Decided on October 24, 2013
Sweeny, J.P., Renwick, Feinman, Clark, JJ.
10869 653506/11

[*1]Standard Charter Bank, Plaintiff-Respondent,

v

Ahman Hamad Al Gosaibi and Brothers Company, et al., Defendants-Appellants.




Lewis Baach PLLC, New York (Bruce R. Grace of counsel), for
appellants.
Hogan Lovells US LLP, New York (Marc J. Gottridge of
counsel), for respondent.

Order, Supreme Court, New York County (Ellen M. Coin, J.), entered December 14, 2012, which denied defendants' motion to dismiss the complaint seeking to enforce a foreign money judgment, and granted plaintiff's cross motion for summary judgment in the amount of the judgment plus interest, unanimously affirmed, with costs.
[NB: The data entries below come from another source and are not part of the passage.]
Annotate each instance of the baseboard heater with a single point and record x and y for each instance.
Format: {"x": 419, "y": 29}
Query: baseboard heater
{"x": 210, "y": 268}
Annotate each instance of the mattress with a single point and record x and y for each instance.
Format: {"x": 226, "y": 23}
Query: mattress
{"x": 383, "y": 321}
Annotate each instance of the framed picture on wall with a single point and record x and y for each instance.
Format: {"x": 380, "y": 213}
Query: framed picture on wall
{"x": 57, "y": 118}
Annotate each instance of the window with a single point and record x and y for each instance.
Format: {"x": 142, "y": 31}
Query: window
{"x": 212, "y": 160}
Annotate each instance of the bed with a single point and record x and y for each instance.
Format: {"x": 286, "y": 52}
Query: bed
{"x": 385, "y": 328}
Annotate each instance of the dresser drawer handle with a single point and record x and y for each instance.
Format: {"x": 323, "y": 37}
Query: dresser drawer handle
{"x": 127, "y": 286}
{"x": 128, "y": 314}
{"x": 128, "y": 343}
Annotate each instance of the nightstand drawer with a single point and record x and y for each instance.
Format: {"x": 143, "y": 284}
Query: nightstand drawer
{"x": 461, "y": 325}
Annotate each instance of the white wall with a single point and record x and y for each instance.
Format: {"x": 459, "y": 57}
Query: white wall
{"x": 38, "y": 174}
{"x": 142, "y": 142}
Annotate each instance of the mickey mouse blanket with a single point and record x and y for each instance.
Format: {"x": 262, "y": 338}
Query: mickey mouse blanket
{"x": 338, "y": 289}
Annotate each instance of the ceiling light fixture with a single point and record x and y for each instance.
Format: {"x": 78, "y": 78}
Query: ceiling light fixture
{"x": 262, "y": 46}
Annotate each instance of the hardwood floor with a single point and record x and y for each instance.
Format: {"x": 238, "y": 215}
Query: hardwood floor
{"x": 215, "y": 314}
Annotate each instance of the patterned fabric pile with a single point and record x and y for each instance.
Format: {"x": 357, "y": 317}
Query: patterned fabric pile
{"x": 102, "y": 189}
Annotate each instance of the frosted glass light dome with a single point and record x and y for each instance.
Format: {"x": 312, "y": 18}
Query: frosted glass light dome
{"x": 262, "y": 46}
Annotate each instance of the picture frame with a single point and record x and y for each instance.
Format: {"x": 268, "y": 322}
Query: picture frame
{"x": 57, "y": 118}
Contrary to defendants' contention, the proceeding that resulted in the underlying judgment in the Bahrain Center for Dispute Resolution was not a compulsory arbitration, but a judicial proceeding. Thus, there is no special requirement for appeals and no other due process violation in defendants' being required to litigate in that tribunal (see Mount St. Mary's Hosp. of Niagara Falls v Catherwood, 26 NY2d 493, 505 [1970]). While the procedures of the tribunal are more restrictive than those of New York courts, they are not unlike those of many civil law jurisdictions the judgments of which are enforceable in New York. Having had notice of the hearing and an opportunity to be heard (of which they took advantage), defendants were afforded due process, even if the procedures were not as generous as those of New York (see CIBC Mellon Trust Co. v Mora Hotel Corp., 100 NY2d 215, 222 [2003], cert denied 540 US 948 [2003]). Nor was plaintiff required to plead the absence of each ground for non-enforcement of the judgment that might be available as a defense under CPLR 5304. Plaintiff alleged that the [*2]judgment was "conclusive." It thus alleged, implicitly, that none of the CPLR 5304 factors were present. Under the rule requiring that pleadings be afforded a liberal construction, this is sufficient.

THIS CONSTITUTES THE DECISION AND ORDER
OF THE SUPREME COURT, APPELLATE DIVISION, FIRST DEPARTMENT.